Abby uses two specialized embedding models to handle different types of content:

ModelPurposeUsed By
sentence-transformersGeneral-purpose text embeddingsDocumentation, Conversation Memory, Shared FAQ
SapBERTBiomedical / clinical concept embeddingsClinical Reference

sentence-transformers (specifically all-MiniLM-L6-v2) provides fast, high-quality embeddings for general text — documentation paragraphs, user questions, and FAQ entries. It runs efficiently on CPU and produces 384-dimensional vectors.

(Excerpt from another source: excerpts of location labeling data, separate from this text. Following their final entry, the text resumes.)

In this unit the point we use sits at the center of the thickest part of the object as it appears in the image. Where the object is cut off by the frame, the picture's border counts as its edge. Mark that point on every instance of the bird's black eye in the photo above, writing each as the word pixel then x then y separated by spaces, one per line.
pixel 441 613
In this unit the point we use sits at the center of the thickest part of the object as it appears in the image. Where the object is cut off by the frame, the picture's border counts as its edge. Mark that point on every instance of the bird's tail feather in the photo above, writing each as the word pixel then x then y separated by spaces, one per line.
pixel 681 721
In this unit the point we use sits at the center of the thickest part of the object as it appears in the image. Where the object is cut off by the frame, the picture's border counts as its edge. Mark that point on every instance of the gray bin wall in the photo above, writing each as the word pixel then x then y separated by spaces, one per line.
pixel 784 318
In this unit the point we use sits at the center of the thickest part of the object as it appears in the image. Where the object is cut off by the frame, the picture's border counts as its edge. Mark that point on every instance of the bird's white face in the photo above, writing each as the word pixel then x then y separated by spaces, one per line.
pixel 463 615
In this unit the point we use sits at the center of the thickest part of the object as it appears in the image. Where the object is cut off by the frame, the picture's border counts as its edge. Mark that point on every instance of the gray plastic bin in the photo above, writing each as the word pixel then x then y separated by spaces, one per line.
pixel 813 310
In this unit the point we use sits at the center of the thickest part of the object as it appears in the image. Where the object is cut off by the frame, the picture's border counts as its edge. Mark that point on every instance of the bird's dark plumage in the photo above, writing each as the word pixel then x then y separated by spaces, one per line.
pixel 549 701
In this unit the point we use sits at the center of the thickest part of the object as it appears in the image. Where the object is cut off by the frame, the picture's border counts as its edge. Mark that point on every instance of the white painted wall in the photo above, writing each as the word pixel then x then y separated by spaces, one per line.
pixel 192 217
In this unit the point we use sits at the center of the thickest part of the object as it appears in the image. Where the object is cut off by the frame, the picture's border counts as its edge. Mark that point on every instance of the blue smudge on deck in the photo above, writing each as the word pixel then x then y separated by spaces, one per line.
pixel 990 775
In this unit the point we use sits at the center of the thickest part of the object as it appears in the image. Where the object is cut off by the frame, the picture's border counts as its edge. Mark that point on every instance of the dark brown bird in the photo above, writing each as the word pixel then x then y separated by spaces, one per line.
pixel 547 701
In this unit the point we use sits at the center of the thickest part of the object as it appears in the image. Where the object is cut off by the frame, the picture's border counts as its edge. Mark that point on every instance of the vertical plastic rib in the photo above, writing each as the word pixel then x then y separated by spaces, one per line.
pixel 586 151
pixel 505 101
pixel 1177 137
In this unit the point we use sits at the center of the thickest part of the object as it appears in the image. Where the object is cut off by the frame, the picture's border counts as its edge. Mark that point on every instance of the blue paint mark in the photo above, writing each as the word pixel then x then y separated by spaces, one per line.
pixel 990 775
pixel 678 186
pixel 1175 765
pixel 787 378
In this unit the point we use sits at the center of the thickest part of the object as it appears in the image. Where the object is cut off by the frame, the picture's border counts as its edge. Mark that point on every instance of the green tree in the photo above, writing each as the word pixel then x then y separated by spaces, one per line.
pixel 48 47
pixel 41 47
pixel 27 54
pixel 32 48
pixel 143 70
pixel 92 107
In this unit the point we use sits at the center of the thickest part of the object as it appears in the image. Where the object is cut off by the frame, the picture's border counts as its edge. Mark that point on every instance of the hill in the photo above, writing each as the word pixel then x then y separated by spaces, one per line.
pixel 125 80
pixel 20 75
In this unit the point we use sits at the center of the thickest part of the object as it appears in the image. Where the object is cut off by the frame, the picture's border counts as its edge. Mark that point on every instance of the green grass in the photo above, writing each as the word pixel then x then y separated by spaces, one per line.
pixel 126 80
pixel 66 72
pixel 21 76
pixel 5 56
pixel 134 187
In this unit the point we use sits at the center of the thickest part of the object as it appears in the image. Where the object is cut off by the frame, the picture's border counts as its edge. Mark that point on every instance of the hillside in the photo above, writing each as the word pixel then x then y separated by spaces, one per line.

SapBERT (cambridgeltl/SapBERT-from-PubMedBERT-fulltext) is a biomedical language model pre-trained on UMLS concept relationships. It understands clinical synonymy, abbreviations, and hierarchical relationships between medical terms. This model is used exclusively for the clinical reference collection to ensure that concept searches capture semantic meaning, not just lexical overlap.

Why two models?

A general-purpose embedding model excels at matching natural language questions to documentation text. However, clinical terminology has unique properties — abbreviations (MI = myocardial infarction), synonymy (heart attack = acute MI), and hierarchical relationships (ibuprofen IS-A NSAID) — that require a domain-specific model to capture accurately.

Management Endpoints

The AI service exposes five ChromaDB management endpoints for administrative use. These are accessible via the Python FastAPI service (default port 8002).

EndpointMethodDescription
/chromadb/healthGETReturns ChromaDB connection status, collection counts, and total vectors stored
/chromadb/ingest-docsPOSTTriggers re-ingestion of all project documentation into the parthenon_docs collection
/chromadb/ingest-clinicalPOSTIngests OMOP concepts into the clinical_reference collection using SapBERT embeddings
/chromadb/promote-faqPOSTPromotes frequent Q&A pairs from conversation memory into the shared FAQ collection
/chromadb/prune-conversationsPOSTRemoves conversation memory entries older than the configured TTL (default: 90 days)

Usage Examples

# Check ChromaDB health
curl http://localhost:8002/chromadb/health

# Re-ingest documentation after updating docs
curl -X POST http://localhost:8002/chromadb/ingest-docs

# Ingest clinical concepts (run after vocabulary update)
curl -X POST http://localhost:8002/chromadb/ingest-clinical

# Promote frequently asked questions to shared FAQ
curl -X POST http://localhost:8002/chromadb/promote-faq

# Prune old conversation memory
curl -X POST http://localhost:8002/chromadb/prune-conversations
Re-ingestion timing

The ingest-docs and ingest-clinical endpoints perform full re-ingestion, which can take several minutes depending on the volume of content. Run these during maintenance windows to avoid temporary gaps in retrieval quality during the ingestion process.

System Health

ChromaDB is monitored as part of the Parthenon health dashboard at Admin > System > Health. The health check verifies:

  • ChromaDB service is reachable
  • All four collections exist and are queryable
  • Total vector count is within expected range
  • Embedding model endpoints are responsive

If ChromaDB is unreachable, Abby gracefully degrades to operating without RAG context — responses will still be generated by MedGemma but without the benefit of retrieved knowledge. A yellow status appears on the health dashboard when ChromaDB is degraded, and red when it is completely unreachable.

After vocabulary updates

When you update the OMOP vocabulary via Admin > System > Vocabulary, remember to re-ingest clinical concepts by calling the /chromadb/ingest-clinical endpoint. This ensures Abby's clinical reference collection reflects the latest concept additions and deprecations.